Go back to Mississippi, go back to Alabama, go back to Georgia, go back to Louisiana, go back to the slums and ghettos of our northern cities, knowing that somehow this situation can and will be changed. Let us not wallow in the valley of despair. I say to you today, my friends, that in spite of the difficulties and frustrations of the moment, I still have a dream. It is a dream deeply rooted in the American dream.

I have a dream that one day this nation will rise up and live out the true meaning of its creed: "We hold these truths to be self-evident: that all men are created equal." I have a dream that one day on the red hills of Georgia the sons of former slaves and the sons of former slaveowners will be able to sit down together at a table of brotherhood. I have a dream that one day even the state of Mississippi, a desert state, sweltering with the heat of injustice and oppression, will be transformed into an oasis of freedom and justice. I have a dream that my four children will one day live in a nation where they will not be judged by the color of their skin but by the content of their character. I have a dream today.

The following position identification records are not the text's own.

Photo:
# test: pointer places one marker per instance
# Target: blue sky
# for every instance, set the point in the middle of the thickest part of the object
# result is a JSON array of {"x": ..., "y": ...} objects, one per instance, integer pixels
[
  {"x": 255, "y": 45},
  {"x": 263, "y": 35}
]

I have a dream that one day the state of Alabama, whose governor's lips are presently dripping with the words of interposition and nullification, will be transformed into a situation where little black boys and black girls will be able to join hands with little white boys and white girls and walk together as sisters and brothers. I have a dream today. I have a dream that one day every valley shall be exalted, every hill and mountain shall be made low, the rough places will be made plain, and the crooked places will be made straight, and the glory of the Lord shall be revealed, and all flesh shall see it together. This is our hope. This is the faith with which I return to the South. With this faith we will be able to hew out of the mountain of despair a stone of hope. With this faith we will be able to transform the jangling discords of our nation into a beautiful symphony of brotherhood. With this faith we will be able to work together, to pray together, to struggle together, to go to jail together, to stand up for freedom together, knowing that we will be free one day.

This will be the day when all of God's children will be able to sing with a new meaning, "My country, 'tis of thee, sweet land of liberty, of thee I sing. Land where my fathers died, land of the pilgrim's pride, from every mountainside, let freedom ring." And if America is to be a great nation, this must become true. So let freedom ring from the prodigious hilltops of New Hampshire. Let freedom ring from the mighty mountains of New York. Let freedom ring from the heightening Alleghenies of Pennsylvania! Let freedom ring from the snowcapped Rockies of Colorado! Let freedom ring from the curvaceous peaks of California! But not only that; let freedom ring from Stone Mountain of Georgia! Let freedom ring from Lookout Mountain of Tennessee! Let freedom ring from every hill and every molehill of Mississippi. From every mountainside, let freedom ring.

When we let freedom ring, when we let it ring from every village and every hamlet, from every state and every city, we will be able to speed up that day when all of God's children, black men and white men, Jews and Gentiles, Protestants and Catholics, will be able to join hands and sing in the words of the old Negro spiritual, "Free at last! free at last! thank God Almighty, we are free at last!"